'Aïcha dit : « Une femme est venue à moi qui avait deux de ses filles avec elle. Elle m’a demandé quelque chose, mais je n’ai rien trouvé à part un seul rendez-vous que je lui ai donné. Elle l’a partagé entre ses filles, puis s’est levée et est partie. Le Prophète (qu’Allah le bénisse et lui accorde la paix) est entré et je lui ai raconté ce qui s’était passé. Il dit : « Quiconque s’occupe de ces filles d’une manière ou d’une autre et est bon pour elles les aura comme un voile contre le Feu. »
Commentaire du Hadith : Générosité et Orphelins
Cette narration bénie de Umm al-Mu'minin 'A'isha (qu'Allah soit satisfait d'elle) est enregistrée dans "Al-Adab Al-Mufrad" de l'Imam al-Bukhari (Hadith 132) sous le chapitre concernant la vertu de prendre soin des filles et des orphelins.
Analyse Contextuelle
L'incident démontre des leçons profondes de contentement et de sacrifice maternel. La femme, malgré sa pauvreté évidente, a priorisé la nourriture de ses filles plutôt que sa propre faim.
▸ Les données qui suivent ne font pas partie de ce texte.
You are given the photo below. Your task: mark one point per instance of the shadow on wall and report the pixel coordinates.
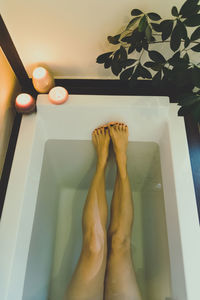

L'action de 'A'isha, bien qu'apparemment petite (donner une seule datte), illustre le principe islamique que même une charité minimale, lorsqu'elle est donnée sincèrement, porte un poids spirituel immense.
Déclaration Prophétique
La déclaration du Prophète (ﷺ) établit une corrélation directe entre le soin des enfants de sexe féminin et la protection contre l'Enfer. Le terme arabe "hijab" (voile/barrière) indique une protection complète - ces actions vertueuses servent de bouclier impénétrable contre le châtiment divin.
Les savants notent que cela s'applique particulièrement aux tuteurs des filles orphelines, mais s'étend à tous ceux qui font preuve de gentillesse et subviennent aux besoins des dépendantes féminines.
Implications Légales et Spirituelles
Ce hadith souligne le statut élevé du soin des membres vulnérables de la société, en particulier les femmes qui étaient souvent négligées à l'ère pré-islamique.
La phrase complète "de quelque manière que ce soit" inclut le soutien financier, les soins émotionnels, l'éducation, la protection et le traitement aimable - tous devenant des moyens de salut.
Ibn Hajar al-Asqalani commente que de tels soins servent d'expiation pour les péchés et élèvent les rangs dans l'Au-delà.